March 26, 2023

Gabbing Geek

Your online community for all things geeky.

The Good Lord Bird “Mister Fred”

OK, if you somehow thought this mini-series was going to be nothing but respectful to Frederick Douglass and not treat him like, oh, every other notable historic character in this story, you may have been a little naïve.

That said, casting Daveed Diggs as Douglass was a stroke of genius.

See, ol’ John Brown has ideas.  He knows there’s a bounty on his head.  JEB Stuart told him as much, that the governor of Kansas put up a few thousand dollars and President Buchanan tossed in another $250.


Brown then puts a bounty on Buchanan of all the money he has ($2.50), and it’s a good thing this is way too early to do stuff like that or Brown would be getting a call from the Secret Service, have his name put on a list, the whole shebang.  But instead, he can just howl things out like a madman and let Stuart ride off alone rather than go with the seemingly nice young cavalry officer who has a bad premonition of what will happen should Brown and Stuart cross paths again.

Historic foreshadowing much?

It doesn’t much matter.  Brown knows his army needs soldiers and opts to go see the man he calls the King of the…you know what?  I can’t write that last word.  Regardless, Onion gets to go along and meet Frederick Douglass.

Douglass, fresh off giving his famous Fourth of July speech, sure is a magnetic speaker, and ol’ John Brown is welcome to stay at Douglass’s large house so long as Brown stops pulling pistols whenever the fireworks go off.  Now, the historic Frederick Douglass did have two wives.  The first one was black, and the second one was white.  He did not have them at the same time.  He married the white woman after the death of his first wife.

On this show, he’s married to both of them at the same time, they both seem aware of it with varying degrees of minding the situation, and that still doesn’t stop Douglass from plying Onion, a recovering alcoholic by now, with more booze for what was probably nefarious purposes.

Or, you know, Onion can stay with that crazy ol’ John Brown, passed out on the couch in a sitting room.

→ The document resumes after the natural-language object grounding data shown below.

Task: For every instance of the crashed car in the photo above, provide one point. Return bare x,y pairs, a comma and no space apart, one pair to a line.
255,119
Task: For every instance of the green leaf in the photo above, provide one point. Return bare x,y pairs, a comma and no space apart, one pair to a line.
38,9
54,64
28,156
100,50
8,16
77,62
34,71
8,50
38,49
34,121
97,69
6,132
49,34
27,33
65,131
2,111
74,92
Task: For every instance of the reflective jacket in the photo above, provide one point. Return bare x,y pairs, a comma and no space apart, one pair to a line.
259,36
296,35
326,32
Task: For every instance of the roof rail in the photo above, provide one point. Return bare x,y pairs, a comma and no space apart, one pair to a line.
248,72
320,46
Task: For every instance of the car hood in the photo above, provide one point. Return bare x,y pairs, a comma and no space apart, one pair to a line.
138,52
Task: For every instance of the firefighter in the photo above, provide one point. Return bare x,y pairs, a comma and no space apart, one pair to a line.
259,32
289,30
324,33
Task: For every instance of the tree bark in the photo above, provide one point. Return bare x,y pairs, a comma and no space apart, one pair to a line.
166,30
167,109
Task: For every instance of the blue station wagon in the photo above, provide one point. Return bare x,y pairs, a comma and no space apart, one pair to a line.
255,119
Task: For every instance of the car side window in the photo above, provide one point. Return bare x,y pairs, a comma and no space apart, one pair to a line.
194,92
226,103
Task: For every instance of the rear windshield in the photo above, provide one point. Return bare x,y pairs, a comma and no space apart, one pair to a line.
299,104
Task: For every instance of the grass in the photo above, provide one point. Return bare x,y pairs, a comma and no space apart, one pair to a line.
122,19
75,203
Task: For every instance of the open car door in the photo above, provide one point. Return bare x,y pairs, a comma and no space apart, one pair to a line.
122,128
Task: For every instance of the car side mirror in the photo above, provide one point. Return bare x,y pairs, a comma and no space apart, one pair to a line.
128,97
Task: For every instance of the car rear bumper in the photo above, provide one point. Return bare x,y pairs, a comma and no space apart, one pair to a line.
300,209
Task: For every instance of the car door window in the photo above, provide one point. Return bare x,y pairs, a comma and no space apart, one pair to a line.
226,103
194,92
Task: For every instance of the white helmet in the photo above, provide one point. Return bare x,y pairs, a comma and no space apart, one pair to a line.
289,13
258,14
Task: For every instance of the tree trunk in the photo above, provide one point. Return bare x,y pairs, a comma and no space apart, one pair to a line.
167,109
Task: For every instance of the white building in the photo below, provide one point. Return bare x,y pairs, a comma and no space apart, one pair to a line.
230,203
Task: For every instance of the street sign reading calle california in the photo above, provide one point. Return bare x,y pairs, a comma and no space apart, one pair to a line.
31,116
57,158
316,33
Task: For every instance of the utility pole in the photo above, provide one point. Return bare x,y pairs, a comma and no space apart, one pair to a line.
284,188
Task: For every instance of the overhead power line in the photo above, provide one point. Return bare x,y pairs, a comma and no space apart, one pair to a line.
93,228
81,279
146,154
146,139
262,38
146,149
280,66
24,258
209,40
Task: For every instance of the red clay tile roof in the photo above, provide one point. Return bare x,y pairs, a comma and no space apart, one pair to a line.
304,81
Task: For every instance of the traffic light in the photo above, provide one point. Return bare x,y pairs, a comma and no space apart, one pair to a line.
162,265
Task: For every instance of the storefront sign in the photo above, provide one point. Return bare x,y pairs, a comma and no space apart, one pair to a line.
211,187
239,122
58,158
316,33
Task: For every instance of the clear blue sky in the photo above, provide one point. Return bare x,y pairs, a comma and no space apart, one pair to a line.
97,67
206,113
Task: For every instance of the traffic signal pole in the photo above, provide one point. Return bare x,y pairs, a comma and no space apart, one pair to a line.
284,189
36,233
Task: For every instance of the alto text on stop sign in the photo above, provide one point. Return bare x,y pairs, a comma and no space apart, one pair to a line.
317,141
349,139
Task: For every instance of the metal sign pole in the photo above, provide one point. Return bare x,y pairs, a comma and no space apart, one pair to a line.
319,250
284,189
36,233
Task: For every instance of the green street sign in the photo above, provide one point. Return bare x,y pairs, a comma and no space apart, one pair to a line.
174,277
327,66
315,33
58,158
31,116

Now, Douglass and Brown do both believe in abolition, but the key thing here is, well, how do they want go about it?  Brown wants an army of African Americans to fight back with.  Douglass isn’t inclined to go that route.  He’s more a politician than a soldier, and it does appear that there will not be any agreement made between those two as a result.  Still, we see this through Onion’s eyes.  Onion, seeing a big city for the first time (Rochester, New York) may not see as much as the audience does in some respects, but he sees a hell of a lot more than Brown, Douglass, or any of the others, and that seems to be a lot of people with a lot to say fighting for a noble cause and making only questionable progress, if any.

That feels like a metaphor of some kind, now that I think about it.

But as much as I found this Douglass a fascinating character in his own right, this is still Onion telling the story of ol’ John Brown.  And there ain’t much that will distract away from ol’ John Brown.